R.V. Ghuge JUDGMENT
R.V. Ghuge, J.
1. Since Shri Bagul, learned Advocate is the Standing Counsel for respondent MSRTC, Dhule, I have heard him for the respondent along with Shri Patil learned Advocate for the petitioner.
2. Rule.
3. By consent, Rule is made returnable forthwith and the petition is taken up for final disposal.
4. The petitioner is aggrieved by the judgment of the Industrial Court dated 19.7.2016, by which, his Complaint (ULP) No. 91 of 2012 has been dismissed and the punishment of reduction of pay by three stages has been sustained.
5. Shri Patil has strenuously criticized the impugned judgment. He submits that the petitioner was charge sheeted for having consumed liquor while on duty and being a Driver, the bus trip was cancelled because of his inability to drive. The petitioner had taken a stand that he had consumed cough syrup. After the charges were held to be proved, he was issued with an order of punishment, by which, his pay was reduced by three stages.
6. Grievance is that the Bus Conductor alone was examined. No independent witness was examined No passenger was examined. There is no loss caused to the MSRTC. It is, however, conceded that there was no stand taken by the petitioner before any authority at any stage that the Conductor had developed animosity towards the petitioner.
7. Shri Bagul has defended the impugned judgment and has brought to my attention that this petitioner was earlier punished on 36 occasions by imposing minor penalties of fine/censure. However, he was once dismissed from service for unauthorized absenteeism and was reinstated under the Court orders.
8. I find from the record that when the Bus had halted at 7.00 pm at village Hatdhui on the Shahda Bhadgaon route on 15.10.2011, the petitioner, who is a Bus Driver, claimed to have consumed cough syrup. On 16.10.2011 on the return journey, the Conductor found that he was not able to maintain his composure and was not able to drive the Bus properly. Based on the complaint of the Bus Conductor, the petitioner was arrested, was taken to a Police Station and was subjected to medical examination The medical report indicates that he had consumed liquor, but which also states that he may not be under the influence of intoxication.
9. On the testimony of the Conductor, it was revealed that on the night of 15.10.2011, the petitioner had gone to the village and had returned back by about 9.30 pm after consuming liquor. The Conductor further testified in the enquiry that as the petitioner could not drive the Bus properly and the passengers had got agitated, he was constrained to stop the Bus and call for the Traffic Controller. The Medical Officer of the Rural Hospital, Bhadgaon has noted that the petitioner was smelling of alcohol, was unsteady and his pupils were dilated With this evidence before the Enquiry Officer, the petitioner was held guilty of the charges levelled upon him. It was in this backdrop that the Industrial Court concluded that the Enquiry was conducted by adhering to the principles of natural justice and the findings of the enquiry officer are fair.

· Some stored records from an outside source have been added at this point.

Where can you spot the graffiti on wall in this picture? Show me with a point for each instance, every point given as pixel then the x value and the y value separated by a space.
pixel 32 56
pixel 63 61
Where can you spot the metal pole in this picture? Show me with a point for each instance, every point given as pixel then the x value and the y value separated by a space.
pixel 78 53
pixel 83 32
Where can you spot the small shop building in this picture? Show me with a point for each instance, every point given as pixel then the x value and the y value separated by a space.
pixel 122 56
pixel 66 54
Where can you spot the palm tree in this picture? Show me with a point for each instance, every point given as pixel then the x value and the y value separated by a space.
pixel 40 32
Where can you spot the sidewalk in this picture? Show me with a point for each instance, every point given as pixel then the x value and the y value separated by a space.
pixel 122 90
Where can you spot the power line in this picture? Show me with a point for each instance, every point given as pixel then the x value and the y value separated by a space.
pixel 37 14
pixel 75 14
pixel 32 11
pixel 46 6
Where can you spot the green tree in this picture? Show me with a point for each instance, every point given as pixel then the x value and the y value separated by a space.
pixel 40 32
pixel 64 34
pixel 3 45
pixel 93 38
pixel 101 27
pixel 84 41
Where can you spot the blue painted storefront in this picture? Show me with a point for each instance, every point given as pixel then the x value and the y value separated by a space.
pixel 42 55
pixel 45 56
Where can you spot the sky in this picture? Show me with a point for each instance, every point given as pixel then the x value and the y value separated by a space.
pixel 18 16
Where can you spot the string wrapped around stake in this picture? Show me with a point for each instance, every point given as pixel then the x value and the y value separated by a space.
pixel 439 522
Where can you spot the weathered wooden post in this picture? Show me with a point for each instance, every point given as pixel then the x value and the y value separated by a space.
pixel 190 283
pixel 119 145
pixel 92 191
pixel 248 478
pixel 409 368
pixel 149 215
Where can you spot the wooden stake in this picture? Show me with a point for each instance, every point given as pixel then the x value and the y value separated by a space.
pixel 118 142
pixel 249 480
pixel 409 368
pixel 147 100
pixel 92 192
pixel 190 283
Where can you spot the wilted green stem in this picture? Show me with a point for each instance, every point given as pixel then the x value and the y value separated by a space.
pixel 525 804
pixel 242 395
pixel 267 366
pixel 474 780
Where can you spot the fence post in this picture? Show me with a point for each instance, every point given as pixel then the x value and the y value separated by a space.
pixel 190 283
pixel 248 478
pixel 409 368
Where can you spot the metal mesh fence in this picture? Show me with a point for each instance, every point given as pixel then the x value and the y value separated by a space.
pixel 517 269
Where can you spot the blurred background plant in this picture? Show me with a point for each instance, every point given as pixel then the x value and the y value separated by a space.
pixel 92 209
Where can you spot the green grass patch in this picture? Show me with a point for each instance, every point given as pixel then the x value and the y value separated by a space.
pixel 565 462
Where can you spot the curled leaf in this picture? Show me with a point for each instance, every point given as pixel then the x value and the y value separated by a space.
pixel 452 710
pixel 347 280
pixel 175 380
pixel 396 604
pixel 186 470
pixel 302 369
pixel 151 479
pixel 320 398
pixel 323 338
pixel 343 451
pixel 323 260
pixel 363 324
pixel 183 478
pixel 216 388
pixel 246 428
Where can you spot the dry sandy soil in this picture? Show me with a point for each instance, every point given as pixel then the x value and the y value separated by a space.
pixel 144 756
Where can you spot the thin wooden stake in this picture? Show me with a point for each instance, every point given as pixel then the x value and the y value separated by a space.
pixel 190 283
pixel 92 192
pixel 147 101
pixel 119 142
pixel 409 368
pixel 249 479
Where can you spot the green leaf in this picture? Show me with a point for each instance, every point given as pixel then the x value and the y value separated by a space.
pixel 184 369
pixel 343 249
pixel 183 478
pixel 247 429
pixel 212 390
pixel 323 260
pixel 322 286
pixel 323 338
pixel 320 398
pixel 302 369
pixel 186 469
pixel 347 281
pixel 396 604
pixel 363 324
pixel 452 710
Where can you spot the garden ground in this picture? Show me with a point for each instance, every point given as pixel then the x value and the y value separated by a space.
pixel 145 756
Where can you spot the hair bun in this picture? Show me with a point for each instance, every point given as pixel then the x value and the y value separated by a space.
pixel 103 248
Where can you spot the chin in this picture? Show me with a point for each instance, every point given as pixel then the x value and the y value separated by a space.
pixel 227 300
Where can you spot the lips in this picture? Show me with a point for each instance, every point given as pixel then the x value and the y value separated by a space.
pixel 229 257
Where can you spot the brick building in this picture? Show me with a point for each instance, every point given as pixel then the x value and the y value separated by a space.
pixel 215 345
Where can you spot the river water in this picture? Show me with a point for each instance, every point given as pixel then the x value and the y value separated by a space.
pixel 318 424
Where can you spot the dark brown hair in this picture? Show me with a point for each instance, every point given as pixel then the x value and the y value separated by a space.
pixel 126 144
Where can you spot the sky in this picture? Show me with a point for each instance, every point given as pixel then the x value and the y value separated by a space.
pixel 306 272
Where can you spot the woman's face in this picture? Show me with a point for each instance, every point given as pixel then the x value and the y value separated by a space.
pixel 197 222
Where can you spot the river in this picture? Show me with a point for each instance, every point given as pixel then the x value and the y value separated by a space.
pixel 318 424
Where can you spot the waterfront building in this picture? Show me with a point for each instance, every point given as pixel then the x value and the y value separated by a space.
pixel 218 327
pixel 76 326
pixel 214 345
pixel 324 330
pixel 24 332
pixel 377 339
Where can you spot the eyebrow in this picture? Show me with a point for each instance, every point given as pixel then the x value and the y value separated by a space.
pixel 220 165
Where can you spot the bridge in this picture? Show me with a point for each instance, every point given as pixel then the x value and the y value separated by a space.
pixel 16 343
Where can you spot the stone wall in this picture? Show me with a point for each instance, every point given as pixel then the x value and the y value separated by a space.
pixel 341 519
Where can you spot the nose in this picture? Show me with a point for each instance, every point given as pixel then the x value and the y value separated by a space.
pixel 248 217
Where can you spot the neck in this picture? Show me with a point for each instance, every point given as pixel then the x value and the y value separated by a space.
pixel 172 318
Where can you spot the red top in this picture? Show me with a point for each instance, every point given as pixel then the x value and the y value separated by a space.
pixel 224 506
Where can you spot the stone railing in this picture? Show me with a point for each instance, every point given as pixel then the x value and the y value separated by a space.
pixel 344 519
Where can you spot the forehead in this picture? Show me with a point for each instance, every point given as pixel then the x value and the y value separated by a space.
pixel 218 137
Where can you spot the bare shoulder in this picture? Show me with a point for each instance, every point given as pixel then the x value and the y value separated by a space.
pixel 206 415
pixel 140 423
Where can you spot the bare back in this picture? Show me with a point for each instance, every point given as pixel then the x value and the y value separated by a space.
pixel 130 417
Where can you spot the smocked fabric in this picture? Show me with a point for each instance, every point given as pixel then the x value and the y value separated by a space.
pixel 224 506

10. The contention of Shri Patil as regards non-examining passengers is concerned, the same has to be rejected in the light of the judgment delivered by the Honourable Supreme Court in the matter of KSRTC v. B.S. Hullikatti [MANU/SC/0054/2001 : AIR 2001 SC 930] and KSRTC v. A.T. Mane [MANU/SC/0832/2004 : (2005) 3 SCC 254]. The settled law is that the passengers cannot be examined in each and every case and non-examination of the passengers will not affect the disciplinary proceedings.
11. In so far as the strenuous submissions of Shri Patil that the punishment imposed is not commensurate to the gravity and seriousness of the misconduct is concerned, the same has to be rejected. It is settled law that a blemished past service record operates as an aggravating factor.
12. Consuming liquor while on duty and performing the function of a Driver of an ST Bus which has a sitting capacity of 60 and standing capacity of 20, per se is a grave and serious misconduct. The misconduct would not become grave only after such a Driver causes an accident resulting in death of passengers or persons on the street. It is not expected of an employer to wait till such a Driver commits an accident resulting in fatalities. In this backdrop, I express astonishment that the respondent/Corporation has not imposed the punishment of dismissal from service on the petitioner and more so when there are 36 misconducts mentioned in the default card.
13. Notwithstanding the above, the Honourable Supreme Court in the matter of Damoh Panna Sagar Rural Regional Bank and another v. Munna Lal Jain [MANU/SC/1081/2004 : 2005 (104) FLR 291], has held that merely because the punishment is disproportionate would not warrant interference of this Court. The punishment must amount to a shockingly disproportionate punishment. In this backdrop, the judgments cited by Shri Patil, Maharashtra State Road Transport Corporation and Ashok Laxman Wadkar [MANU/MH/1163/2002 : 2003 (99) FLR 465] and Subhash v. Divisional Controller, MSRTC [MANU/SC/1671/2009 : AIR 2010 SC 2484] would be of no assistance.
14. Considering the above, this petition being devoid of merit is, therefore, dismissed. Rule is discharged.